The fibric acid derivatives, including fenofibrate, significantly reduce very low-density lipoprotein triglyceride concentrations by stimulating lipoprotein lipase activity, thereby increasing very low-density lipoprotein catabolism. These agents may also reduce the hepatic secretion of nascent very low-density lipoprotein, but this effect is less consistent. Effects on low-density lipoprotein metabolism appear to depend upon the lipid disorder present before therapy. If hypertriglyceridemia and normal or low low-density lipoprotein levels are present, fibrate therapy is associated with a rise in low-density lipoprotein levels.

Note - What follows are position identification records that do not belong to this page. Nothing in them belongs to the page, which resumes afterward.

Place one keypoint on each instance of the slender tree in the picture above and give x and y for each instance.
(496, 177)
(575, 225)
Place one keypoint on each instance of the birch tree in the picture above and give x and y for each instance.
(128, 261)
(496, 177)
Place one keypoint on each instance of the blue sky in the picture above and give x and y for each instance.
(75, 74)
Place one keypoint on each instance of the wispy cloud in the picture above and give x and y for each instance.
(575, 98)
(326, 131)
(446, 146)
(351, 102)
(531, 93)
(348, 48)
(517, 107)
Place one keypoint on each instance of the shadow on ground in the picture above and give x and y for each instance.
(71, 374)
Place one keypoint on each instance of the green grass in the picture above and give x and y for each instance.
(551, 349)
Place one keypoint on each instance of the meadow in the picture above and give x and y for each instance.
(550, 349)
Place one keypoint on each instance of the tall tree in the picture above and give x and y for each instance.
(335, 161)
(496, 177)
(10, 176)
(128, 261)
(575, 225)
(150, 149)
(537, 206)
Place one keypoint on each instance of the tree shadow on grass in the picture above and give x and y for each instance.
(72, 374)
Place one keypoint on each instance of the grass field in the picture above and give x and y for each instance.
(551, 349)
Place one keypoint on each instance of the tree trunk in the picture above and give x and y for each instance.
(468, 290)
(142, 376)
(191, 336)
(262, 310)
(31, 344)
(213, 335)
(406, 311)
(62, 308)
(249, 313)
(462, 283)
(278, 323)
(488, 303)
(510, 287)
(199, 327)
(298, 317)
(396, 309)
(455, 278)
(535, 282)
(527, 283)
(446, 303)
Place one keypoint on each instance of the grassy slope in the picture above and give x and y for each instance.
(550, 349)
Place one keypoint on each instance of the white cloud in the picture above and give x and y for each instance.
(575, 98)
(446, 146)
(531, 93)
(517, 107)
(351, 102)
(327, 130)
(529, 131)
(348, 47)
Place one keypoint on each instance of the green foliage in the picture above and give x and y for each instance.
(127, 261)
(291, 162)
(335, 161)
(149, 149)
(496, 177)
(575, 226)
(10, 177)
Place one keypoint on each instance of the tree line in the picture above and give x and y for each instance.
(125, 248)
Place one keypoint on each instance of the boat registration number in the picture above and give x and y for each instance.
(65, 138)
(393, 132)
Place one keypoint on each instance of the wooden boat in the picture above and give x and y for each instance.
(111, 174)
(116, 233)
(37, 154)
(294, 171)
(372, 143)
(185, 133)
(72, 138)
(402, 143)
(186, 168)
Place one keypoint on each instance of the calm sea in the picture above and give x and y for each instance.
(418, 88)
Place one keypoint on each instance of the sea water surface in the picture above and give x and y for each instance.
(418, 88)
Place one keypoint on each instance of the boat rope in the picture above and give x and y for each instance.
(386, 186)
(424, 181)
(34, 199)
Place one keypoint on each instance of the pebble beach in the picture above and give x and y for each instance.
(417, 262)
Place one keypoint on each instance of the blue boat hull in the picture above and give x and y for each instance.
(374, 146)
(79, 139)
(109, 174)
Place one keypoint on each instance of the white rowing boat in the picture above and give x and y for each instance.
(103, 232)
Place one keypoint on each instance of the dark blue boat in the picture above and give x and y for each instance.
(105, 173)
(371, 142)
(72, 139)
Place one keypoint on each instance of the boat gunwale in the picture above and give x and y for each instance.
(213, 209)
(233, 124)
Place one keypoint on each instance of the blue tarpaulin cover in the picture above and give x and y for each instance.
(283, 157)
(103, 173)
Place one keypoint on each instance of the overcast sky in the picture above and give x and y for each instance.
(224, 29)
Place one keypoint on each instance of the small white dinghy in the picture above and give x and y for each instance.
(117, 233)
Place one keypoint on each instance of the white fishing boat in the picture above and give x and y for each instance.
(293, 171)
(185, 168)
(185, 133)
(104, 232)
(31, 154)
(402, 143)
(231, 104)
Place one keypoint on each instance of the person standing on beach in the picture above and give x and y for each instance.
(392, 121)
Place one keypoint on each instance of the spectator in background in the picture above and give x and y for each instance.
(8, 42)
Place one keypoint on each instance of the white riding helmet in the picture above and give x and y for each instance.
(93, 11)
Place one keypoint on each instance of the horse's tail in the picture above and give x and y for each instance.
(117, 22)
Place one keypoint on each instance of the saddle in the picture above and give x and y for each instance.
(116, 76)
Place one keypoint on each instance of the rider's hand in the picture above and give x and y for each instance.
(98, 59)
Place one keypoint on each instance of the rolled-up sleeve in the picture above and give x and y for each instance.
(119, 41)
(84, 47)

This is due to a decreased fractional catabolism of low-density lipoprotein from an unusually high clearance to a more normal value. Treating pre-existing hypercholesterolemia usually results in a significant decrease in low-density lipoprotein levels. In this disorder, there is a demonstrable increase in low-density lipoprotein receptor-mediated clearance. It is not known at which site these drugs act to increase low-density lipoprotein receptor function in the latter patients. Some studies suggest that fibrate therapy increases high-density lipoprotein apolipoprotein AI production, but how this occurs has not been defined.